LÉGENDES. Les légendes ou inscriptions des sceaux offrent au paléographe de curieux sujets d'étude. De même que dans les monnaies et les marbres, on y observe une écriture qui se modifie de siècle en siècle, et qui demande, pour se laisser pénétrer, à être étudiée dans ses divers éléments, ses abréviations, son orthographe, ses lettres conjointes, ou monogrammatiques, ses lettres enclavées, retournées, couchées, dans les signes abréviatifs qu'elle emploie, et dans toutes les irrégularités que l'ignorance ou le caprice y ont introduites. (V. chacun de ces mots.)

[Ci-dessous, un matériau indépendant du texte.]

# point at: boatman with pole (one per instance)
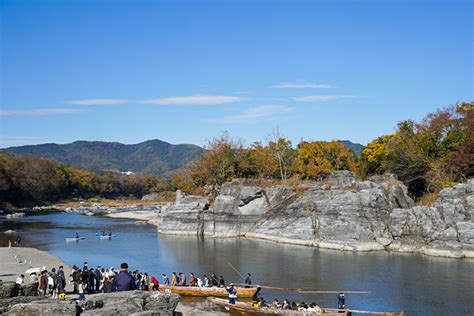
(341, 300)
(232, 293)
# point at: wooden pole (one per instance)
(332, 292)
(303, 291)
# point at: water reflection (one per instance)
(416, 284)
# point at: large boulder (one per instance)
(8, 289)
(340, 212)
(113, 304)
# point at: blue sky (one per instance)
(185, 71)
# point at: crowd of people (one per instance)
(88, 280)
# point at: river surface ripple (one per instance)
(416, 284)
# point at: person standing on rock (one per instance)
(192, 280)
(166, 280)
(61, 280)
(43, 283)
(97, 275)
(124, 281)
(20, 282)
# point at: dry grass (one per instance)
(427, 200)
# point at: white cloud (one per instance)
(96, 101)
(321, 98)
(37, 112)
(7, 141)
(252, 115)
(295, 85)
(196, 100)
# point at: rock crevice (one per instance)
(339, 213)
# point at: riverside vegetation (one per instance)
(426, 156)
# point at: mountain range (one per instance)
(152, 156)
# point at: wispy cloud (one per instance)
(296, 85)
(96, 101)
(7, 141)
(37, 112)
(196, 100)
(252, 115)
(321, 98)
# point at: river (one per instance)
(415, 284)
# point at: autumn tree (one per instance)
(314, 160)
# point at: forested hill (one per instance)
(153, 156)
(355, 147)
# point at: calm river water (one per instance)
(415, 284)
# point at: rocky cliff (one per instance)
(338, 213)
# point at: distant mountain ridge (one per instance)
(153, 156)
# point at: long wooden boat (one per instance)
(248, 309)
(208, 291)
(69, 239)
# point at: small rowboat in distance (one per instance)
(248, 309)
(208, 291)
(69, 239)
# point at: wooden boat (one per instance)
(247, 308)
(208, 291)
(69, 239)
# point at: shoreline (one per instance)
(369, 246)
(17, 260)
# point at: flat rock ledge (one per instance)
(110, 304)
(339, 213)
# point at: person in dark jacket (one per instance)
(124, 281)
(248, 280)
(221, 281)
(341, 300)
(108, 286)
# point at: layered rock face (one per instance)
(338, 213)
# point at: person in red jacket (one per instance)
(154, 283)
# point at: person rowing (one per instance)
(232, 293)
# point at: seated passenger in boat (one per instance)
(192, 280)
(221, 281)
(314, 307)
(261, 303)
(232, 293)
(213, 281)
(182, 279)
(205, 281)
(303, 306)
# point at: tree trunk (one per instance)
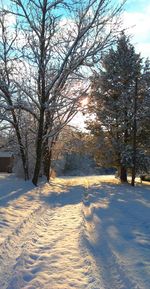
(21, 147)
(39, 147)
(123, 174)
(134, 135)
(47, 155)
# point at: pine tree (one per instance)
(113, 95)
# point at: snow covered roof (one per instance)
(4, 154)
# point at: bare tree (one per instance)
(62, 40)
(7, 87)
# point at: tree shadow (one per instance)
(116, 223)
(68, 196)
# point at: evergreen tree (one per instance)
(113, 100)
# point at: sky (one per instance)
(136, 16)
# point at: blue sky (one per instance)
(137, 17)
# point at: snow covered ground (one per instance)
(82, 232)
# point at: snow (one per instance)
(81, 232)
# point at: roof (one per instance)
(4, 154)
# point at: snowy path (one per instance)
(45, 250)
(50, 239)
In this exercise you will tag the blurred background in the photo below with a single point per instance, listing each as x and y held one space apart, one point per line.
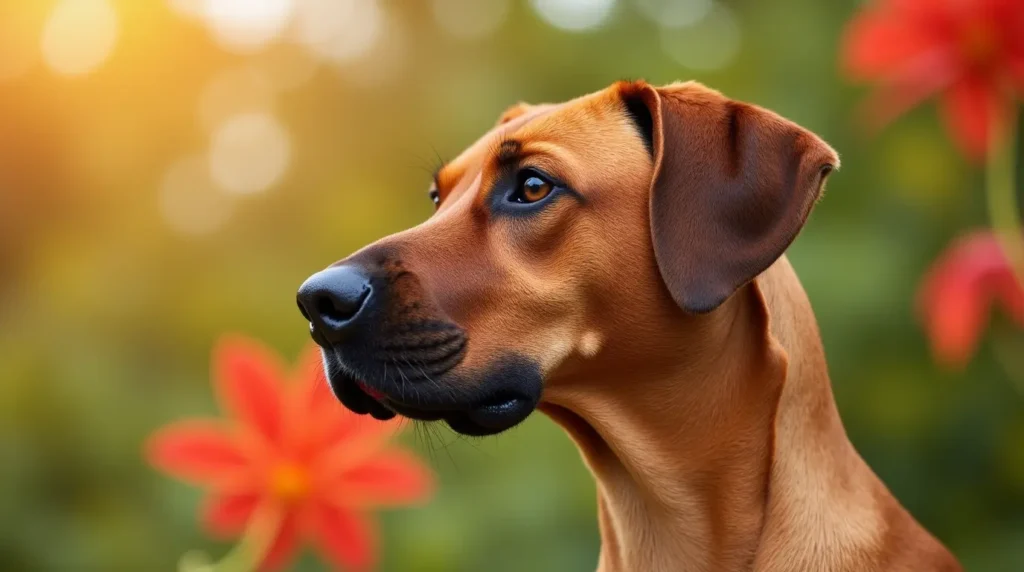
172 170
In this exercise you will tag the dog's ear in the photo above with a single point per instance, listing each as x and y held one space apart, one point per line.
732 186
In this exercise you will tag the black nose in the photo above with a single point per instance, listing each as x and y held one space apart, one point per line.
331 300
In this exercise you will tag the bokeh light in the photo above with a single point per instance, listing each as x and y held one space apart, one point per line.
573 15
674 13
710 44
79 36
247 25
249 152
339 31
189 202
470 19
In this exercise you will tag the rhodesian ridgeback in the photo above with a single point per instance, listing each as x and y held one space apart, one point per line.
616 262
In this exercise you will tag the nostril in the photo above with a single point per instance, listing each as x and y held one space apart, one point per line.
302 310
337 310
331 301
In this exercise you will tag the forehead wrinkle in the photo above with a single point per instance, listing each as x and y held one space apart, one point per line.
473 160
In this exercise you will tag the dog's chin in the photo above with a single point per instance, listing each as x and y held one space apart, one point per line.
472 403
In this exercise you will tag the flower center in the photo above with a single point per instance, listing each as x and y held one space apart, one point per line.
979 44
290 482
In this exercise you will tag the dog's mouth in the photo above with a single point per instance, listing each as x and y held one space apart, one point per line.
502 398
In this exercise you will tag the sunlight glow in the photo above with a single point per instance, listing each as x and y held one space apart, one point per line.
249 152
79 36
189 202
248 26
245 89
574 15
339 31
470 19
17 41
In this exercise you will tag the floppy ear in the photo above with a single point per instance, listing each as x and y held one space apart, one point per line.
733 184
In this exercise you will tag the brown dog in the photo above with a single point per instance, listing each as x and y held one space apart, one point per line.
616 262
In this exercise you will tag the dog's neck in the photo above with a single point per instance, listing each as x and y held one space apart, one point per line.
689 456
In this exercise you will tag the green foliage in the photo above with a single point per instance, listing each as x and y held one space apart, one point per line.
108 315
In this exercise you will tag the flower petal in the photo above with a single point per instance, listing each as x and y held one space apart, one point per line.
389 478
970 107
957 294
249 382
887 37
226 515
283 548
347 538
202 452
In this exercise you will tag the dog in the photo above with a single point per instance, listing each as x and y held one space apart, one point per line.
616 262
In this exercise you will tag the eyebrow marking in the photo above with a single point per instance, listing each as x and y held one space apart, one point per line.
508 151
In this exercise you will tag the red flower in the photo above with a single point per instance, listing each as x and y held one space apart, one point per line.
972 51
960 291
293 449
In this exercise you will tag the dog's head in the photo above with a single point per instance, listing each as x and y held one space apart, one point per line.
566 234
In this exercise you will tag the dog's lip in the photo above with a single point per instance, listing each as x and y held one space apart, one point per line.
374 393
495 413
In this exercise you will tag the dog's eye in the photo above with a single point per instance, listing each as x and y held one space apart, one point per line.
531 187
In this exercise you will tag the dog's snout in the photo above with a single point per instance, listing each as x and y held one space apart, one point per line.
331 300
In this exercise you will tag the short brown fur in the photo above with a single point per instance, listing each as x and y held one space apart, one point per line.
678 347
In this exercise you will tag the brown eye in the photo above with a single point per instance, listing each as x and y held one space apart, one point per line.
531 189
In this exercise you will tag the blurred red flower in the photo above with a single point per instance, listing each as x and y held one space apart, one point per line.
972 51
293 449
960 291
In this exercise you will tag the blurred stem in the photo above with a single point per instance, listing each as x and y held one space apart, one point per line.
1004 212
248 554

Les sceaux des ducs, des comtes et autres grands vassaux de France ont des légendes très laconiques et fort simples jusqu'au xiie siècle inclusivement ; mais, dès le xiiie, elles devinrent plus étendues.
Il n'est pas rare de rencontrer des sceaux sans légendes.
En 1237, le cardinal Othon, légat en Angleterre, fit un statut qui ordonnait aux archevêques, évêques, abbés, prieurs, doyens, officiaux, d'avoir chacun leurs sceaux sur lequel leur nom propre et celui de leur dignité, office ou communauté, fussent gravés en caractères clairs et lisibles pour tout le monde, afin que leur sceau pût passer pour authentique.